Though I don’t credit my time at a “big box” social media agency for a lot of personal growth it did do one thing for me, instill a hefty respect for the exchange of real-time, valuable social media intellectualism. You know the kind I’m taking about…water-cooler exchanges about the changing nature of social media and it’s implementation, right then and there for the benefit of a client.

Once you leave the bubble, you’re faced with keeping up with news and trends without the support network of being face-to-face with dozens of other social media fanatics, like you.  This week I encountered two very different reminders of this and why social media intellectualism outside of that bubble is still an ongoing search.

The first reminder came during a networking event I attended with bloggers here in Atlanta.  By all accounts it was a fabulous event and I got to meet a ton of really smart individuals who were using blogs to turn their passion into some sort of profit.  The challenge was that the event was heavy on the doe-eyed, new-to-the-social media sphere kind of mentality.

I shared my frustration with a friend of mine who I had accompanied to the event, lamenting the fact that in terms of our own takeaways, we weren’t able to learn that much.  Instead, it was a great exposure to other points of view which is, I guess, just as good if not better.  Still, it left me hungering for networking opportunities that would teach me something new.

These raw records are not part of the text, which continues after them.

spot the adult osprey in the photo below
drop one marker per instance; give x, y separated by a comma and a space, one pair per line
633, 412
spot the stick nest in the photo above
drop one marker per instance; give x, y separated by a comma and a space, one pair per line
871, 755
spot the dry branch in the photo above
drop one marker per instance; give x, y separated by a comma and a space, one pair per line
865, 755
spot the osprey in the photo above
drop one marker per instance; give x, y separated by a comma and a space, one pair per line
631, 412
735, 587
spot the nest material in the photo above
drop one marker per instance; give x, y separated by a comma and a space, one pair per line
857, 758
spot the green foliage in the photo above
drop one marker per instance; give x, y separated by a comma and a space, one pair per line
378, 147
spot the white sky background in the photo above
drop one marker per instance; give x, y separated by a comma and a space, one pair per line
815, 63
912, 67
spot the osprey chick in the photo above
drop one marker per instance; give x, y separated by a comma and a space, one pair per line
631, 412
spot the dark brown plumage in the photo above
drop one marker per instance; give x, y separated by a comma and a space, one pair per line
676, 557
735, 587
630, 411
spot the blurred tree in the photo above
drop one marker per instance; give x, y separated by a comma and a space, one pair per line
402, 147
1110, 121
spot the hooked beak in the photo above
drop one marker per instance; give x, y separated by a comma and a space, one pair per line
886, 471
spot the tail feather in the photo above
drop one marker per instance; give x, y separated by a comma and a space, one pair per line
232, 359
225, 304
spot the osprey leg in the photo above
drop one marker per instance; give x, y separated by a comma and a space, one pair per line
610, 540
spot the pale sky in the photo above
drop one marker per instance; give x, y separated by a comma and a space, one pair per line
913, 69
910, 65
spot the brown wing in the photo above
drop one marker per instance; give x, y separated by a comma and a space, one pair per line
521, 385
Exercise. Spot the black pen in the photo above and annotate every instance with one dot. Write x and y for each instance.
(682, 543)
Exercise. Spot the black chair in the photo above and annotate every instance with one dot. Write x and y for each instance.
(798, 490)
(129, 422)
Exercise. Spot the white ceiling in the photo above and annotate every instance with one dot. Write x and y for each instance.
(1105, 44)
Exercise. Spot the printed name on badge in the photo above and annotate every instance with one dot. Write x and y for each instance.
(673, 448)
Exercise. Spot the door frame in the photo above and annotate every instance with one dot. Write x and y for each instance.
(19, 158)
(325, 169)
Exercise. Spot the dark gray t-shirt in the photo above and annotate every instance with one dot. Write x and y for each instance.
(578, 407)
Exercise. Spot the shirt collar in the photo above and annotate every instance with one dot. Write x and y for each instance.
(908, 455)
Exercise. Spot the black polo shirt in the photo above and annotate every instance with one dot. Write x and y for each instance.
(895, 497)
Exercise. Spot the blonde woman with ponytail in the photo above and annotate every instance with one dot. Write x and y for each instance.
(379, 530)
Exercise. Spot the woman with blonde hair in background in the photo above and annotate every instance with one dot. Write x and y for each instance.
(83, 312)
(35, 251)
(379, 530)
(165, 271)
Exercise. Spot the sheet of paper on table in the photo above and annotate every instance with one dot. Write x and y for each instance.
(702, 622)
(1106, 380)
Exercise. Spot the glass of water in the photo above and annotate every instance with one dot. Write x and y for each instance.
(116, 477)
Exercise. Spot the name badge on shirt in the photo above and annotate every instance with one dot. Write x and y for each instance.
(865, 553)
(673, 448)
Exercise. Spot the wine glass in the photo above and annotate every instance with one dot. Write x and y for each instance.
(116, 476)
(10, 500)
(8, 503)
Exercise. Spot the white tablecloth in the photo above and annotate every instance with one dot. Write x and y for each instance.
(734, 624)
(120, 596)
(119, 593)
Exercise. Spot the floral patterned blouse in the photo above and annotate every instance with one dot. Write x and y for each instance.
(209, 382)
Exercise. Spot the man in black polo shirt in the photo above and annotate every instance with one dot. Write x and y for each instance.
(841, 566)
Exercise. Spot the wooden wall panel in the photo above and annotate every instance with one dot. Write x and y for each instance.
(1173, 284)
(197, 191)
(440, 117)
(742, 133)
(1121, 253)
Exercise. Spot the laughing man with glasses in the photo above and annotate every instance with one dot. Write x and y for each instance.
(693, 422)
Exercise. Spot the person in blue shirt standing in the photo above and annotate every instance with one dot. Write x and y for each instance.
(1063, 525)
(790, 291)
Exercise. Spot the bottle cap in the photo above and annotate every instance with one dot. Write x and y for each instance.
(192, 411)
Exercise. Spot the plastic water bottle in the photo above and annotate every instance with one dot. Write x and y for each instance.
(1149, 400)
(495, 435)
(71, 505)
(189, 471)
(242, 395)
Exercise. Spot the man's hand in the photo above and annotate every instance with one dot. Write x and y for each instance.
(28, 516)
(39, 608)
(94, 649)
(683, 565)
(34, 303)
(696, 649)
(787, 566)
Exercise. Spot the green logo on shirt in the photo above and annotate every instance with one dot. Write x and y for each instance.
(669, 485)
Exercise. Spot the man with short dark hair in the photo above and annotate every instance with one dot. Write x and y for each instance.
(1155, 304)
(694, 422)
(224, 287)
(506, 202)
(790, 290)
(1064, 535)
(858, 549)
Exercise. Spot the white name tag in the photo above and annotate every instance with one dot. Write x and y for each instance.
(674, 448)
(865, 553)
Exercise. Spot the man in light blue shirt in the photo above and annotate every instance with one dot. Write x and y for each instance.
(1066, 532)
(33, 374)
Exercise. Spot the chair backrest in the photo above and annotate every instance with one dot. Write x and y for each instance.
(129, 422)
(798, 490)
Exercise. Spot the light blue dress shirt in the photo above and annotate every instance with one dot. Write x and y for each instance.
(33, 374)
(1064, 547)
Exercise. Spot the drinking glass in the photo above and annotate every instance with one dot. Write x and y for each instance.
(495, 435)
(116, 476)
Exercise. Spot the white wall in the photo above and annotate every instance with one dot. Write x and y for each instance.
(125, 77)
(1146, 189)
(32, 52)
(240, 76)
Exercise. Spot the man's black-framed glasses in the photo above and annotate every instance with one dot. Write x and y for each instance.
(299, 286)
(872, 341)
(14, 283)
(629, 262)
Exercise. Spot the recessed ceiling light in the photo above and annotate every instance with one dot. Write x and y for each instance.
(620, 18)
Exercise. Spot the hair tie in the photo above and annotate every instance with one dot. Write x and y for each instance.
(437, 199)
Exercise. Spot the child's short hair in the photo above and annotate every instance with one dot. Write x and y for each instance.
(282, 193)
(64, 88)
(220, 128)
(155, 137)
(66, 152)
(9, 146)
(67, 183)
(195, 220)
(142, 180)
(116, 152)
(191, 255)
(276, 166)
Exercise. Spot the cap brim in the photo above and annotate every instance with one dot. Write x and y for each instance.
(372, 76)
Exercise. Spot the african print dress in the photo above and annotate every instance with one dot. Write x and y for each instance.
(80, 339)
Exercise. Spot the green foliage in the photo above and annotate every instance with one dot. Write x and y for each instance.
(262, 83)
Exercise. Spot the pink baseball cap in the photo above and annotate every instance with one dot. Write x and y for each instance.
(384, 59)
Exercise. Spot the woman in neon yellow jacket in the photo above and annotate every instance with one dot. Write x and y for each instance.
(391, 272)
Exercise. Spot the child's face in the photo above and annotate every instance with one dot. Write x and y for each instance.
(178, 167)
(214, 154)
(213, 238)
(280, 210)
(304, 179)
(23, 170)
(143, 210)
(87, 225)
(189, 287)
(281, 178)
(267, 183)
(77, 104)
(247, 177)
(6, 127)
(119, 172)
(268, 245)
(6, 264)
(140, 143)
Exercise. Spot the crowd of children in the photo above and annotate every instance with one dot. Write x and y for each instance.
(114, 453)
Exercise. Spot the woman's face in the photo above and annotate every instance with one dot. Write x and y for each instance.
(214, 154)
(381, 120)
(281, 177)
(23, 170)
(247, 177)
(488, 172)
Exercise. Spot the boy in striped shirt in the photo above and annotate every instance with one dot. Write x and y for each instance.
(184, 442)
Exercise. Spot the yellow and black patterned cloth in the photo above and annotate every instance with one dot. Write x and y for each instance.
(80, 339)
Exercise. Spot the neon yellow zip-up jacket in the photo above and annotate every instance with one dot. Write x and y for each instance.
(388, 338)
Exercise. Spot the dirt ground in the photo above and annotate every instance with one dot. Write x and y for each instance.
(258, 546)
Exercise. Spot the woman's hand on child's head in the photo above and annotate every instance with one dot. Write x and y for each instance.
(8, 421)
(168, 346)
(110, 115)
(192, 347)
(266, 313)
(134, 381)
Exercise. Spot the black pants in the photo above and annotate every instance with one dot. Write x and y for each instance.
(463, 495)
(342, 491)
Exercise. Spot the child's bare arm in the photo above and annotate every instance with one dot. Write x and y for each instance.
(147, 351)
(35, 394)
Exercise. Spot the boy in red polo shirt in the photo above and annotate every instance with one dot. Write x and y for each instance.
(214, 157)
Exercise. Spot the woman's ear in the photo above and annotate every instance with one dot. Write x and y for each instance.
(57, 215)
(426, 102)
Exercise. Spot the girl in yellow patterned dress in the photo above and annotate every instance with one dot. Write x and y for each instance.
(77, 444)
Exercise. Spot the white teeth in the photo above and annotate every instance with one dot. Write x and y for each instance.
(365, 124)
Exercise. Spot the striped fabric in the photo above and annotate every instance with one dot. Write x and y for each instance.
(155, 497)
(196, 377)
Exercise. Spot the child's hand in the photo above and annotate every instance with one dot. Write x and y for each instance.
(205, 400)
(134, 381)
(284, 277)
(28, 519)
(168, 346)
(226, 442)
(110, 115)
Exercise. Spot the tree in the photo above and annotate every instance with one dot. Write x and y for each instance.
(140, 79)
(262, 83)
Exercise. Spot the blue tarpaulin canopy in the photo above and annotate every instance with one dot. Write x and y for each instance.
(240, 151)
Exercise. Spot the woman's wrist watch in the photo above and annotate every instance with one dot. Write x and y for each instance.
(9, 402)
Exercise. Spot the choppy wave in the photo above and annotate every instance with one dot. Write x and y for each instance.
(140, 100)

The second reminder came with a comment posted to one of my work blogs.  Unlike my personal blog, I try to simplify social media strategy down to the bare essentials as that’s what the audience is looking for.  I should have known, however that simplifying things would carry its own set of problems.  An author whose work I had cited found the article and proceeded to “rip me a new one.”  She accused me of missing the entire point of her work by failing to disclose the complexities of that particular issues.

The problem with the author’s work was that though she had put a lot of smart theory forward, there wasn’t really any tactical substance to it.  Like many intellectuals in the social media field, she spent a lot of time working out the complexities of the topic without really connecting it to the realities of implementation on a day-to-day basis. Though I tried to fill in that blank by offering an operational example in my post, I guess the author thought my attempt to put her work to use devalued the complexities she had built-in.

Both experiences left me understandably sour on the state of social media intellectualism. Where are the social media geeks that both know their sh&^ AND make it work? There’s a lot of room in the middle to discuss sensible, practical applications of social media outside the constant parade of “5 Ways To {INSERT BUSINESS VERB HERE} In Social Media.”

Perhaps it’s that those of us who need it most are all too busy with work?

Though “big box” social media agencies tend to promote a very production-oriented rather than a client-centric vision of social media execution, that bubble does have a benefit.  Its create a “live-wire” environment of thinking and theorization that is applicable in real-time.

Agree/Disagree? I would love to hear from other social media professionals their take on things.